Analysis of Monday deals:
30M pair chart GBP/USD.
The GBP / USD pair on the 30-minute timeframe moved rather chaotic on Monday. The upward trend continues, which is signaled by the upward channel. However, in the last two trading days (including today), the pair somehow changes its direction of movement too often, which greatly complicates the trading process. During today, the MACD indicator generated only one buy signal, but it was formed at night, so it did not work out, although after its formation the pair went up about 50 points. And here’s another distinctive feature – at the Asian session at night today there were quite active trades, which usually does not happen. In general, today, in general, was not the most successful and auspicious day. On the 30-minute timeframe, we managed to avoid losses, since no signals were generated. But the situation is a little worse on the 5-minute timeframe.
5M pair chart GBP/USD.
On the 5-minute timeframe, five signals were formed during the day, most of which are false. Let’s start with the fact that around the level of 1.3913, 4 signals were formed at once. In order not to analyze each one separately, let’s say that novice traders could work out the first two signals, buy and sell. Unfortunately, they turned out to be false, which led to losses of 14 and 16 points. It was no longer necessary to work with this level further, since two false signals eloquently show that the markets do not perceive this level as important. The last fifth signal formed around the 1.3865 level. The rebound from it was clear, worth working out, but about half an hour before its formation in America, a report on durable goods orders was published. This indicator turned out to be not in favor of the US dollar, as its value turned out to be lower than forecasted. Moreover, it is much lower. Accordingly, after its publication, one could expect a fall in the American currency. This fall happened, but upon closer examination it becomes clear that it began 35 minutes after the signal itself. Thus, it is impossible to say unequivocally that the markets reacted to the report, and the signal itself did not work out either. However, with a high degree of probability, it would not have been possible to earn money on this signal, since the pair did not go up 40 points and did not manage to reach the nearest level of 1.3913.
How to trade on Tuesday:
On Tuesday, we recommend trading again according to the upward trend on the 30-minute timeframe. The pair continues to be inside the upward channel. Thus, tomorrow it will be necessary to wait for the formation of new buy signals in the form of upward reversals of the MACD indicator or bounces from the lower border of the channel. The indicator is now close to the zero level and can generate potentially strong signals. In America, only the consumer confidence indicator is scheduled for April 27, and in Britain the news calendar is empty. Thus, the macroeconomic background will have practically no effect on the movement of the pair tomorrow. On the 5 minute timeframe, the important levels are 1.3838, 1.3865, 1.3913, 1.3928 and 1.3947. The price can bounce off them or overcome them. As before, we set Take Profit at a distance of 40-50 points on a 30-minute timeframe, on a 5-minute timeframe, the target is the nearest level (if it is located more than 20 points). If the nearest level is too far away, then it is recommended to maintain the deal in manual mode, tracking changes in the market. When passing 20 points in the right direction, we recommend setting Stop Loss to breakeven.
What’s on the chart:
Support and Resistance Price Levels – Levels that are targets when buying or selling. You can place Take Profit levels near them.

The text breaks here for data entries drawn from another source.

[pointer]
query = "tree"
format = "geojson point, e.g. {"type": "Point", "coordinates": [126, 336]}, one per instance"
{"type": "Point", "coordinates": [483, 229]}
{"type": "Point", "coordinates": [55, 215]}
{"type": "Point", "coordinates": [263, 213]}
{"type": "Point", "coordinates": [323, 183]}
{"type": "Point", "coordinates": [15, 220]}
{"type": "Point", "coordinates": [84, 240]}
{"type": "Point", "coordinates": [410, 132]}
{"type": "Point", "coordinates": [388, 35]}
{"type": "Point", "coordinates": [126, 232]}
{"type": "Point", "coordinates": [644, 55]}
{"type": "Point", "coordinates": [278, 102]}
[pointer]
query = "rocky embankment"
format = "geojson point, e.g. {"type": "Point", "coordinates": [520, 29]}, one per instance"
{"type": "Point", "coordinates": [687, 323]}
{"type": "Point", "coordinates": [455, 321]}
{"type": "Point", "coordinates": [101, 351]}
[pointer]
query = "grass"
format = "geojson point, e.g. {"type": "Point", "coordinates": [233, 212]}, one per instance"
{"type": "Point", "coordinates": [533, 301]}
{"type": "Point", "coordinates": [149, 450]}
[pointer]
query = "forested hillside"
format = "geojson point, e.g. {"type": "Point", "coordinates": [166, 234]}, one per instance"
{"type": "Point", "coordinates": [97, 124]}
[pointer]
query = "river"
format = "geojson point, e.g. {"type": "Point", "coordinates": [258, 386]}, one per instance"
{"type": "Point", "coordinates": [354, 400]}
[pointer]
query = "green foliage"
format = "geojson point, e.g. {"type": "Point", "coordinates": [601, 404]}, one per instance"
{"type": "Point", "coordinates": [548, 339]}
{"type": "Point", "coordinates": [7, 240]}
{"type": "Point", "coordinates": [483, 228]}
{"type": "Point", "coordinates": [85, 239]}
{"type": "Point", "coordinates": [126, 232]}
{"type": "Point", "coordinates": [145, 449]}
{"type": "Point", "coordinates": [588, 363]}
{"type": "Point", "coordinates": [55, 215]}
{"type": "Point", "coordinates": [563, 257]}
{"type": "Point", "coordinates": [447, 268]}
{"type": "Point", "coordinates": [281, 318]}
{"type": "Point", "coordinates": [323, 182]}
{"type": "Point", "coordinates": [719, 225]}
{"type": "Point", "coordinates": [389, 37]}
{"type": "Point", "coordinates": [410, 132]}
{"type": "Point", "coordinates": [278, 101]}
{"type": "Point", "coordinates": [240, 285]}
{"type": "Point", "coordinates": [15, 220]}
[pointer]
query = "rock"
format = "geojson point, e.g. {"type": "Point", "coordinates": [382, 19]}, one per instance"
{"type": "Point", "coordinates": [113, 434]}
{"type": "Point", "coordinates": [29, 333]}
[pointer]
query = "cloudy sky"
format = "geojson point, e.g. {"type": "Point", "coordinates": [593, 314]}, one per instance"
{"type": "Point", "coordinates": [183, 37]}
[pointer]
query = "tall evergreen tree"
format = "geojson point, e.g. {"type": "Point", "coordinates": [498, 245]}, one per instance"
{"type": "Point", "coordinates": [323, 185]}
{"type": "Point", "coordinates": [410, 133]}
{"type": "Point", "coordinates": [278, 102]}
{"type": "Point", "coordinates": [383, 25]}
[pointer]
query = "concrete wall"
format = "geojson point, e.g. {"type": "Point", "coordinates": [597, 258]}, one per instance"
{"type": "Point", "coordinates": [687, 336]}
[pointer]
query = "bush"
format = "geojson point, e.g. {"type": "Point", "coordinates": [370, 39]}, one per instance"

Red lines – channels or trend lines that display the current trend and show which direction it is preferable to trade now.
MACD indicator is a histogram and a signal line, the crossing of which is a signal to enter the market. It is recommended to use in combination with trend plots (channels, trend lines).
Important speeches and reports (always contained in the news calendar) can greatly influence the movement of a currency pair. Therefore, during their exit, it is recommended to trade as carefully as possible or exit the market in order to avoid a sharp price reversal against the previous movement.
Beginners in the Forex market should remember that every trade cannot be profitable. The development of a clear strategy and money management are the key to success in trading over a long period of time.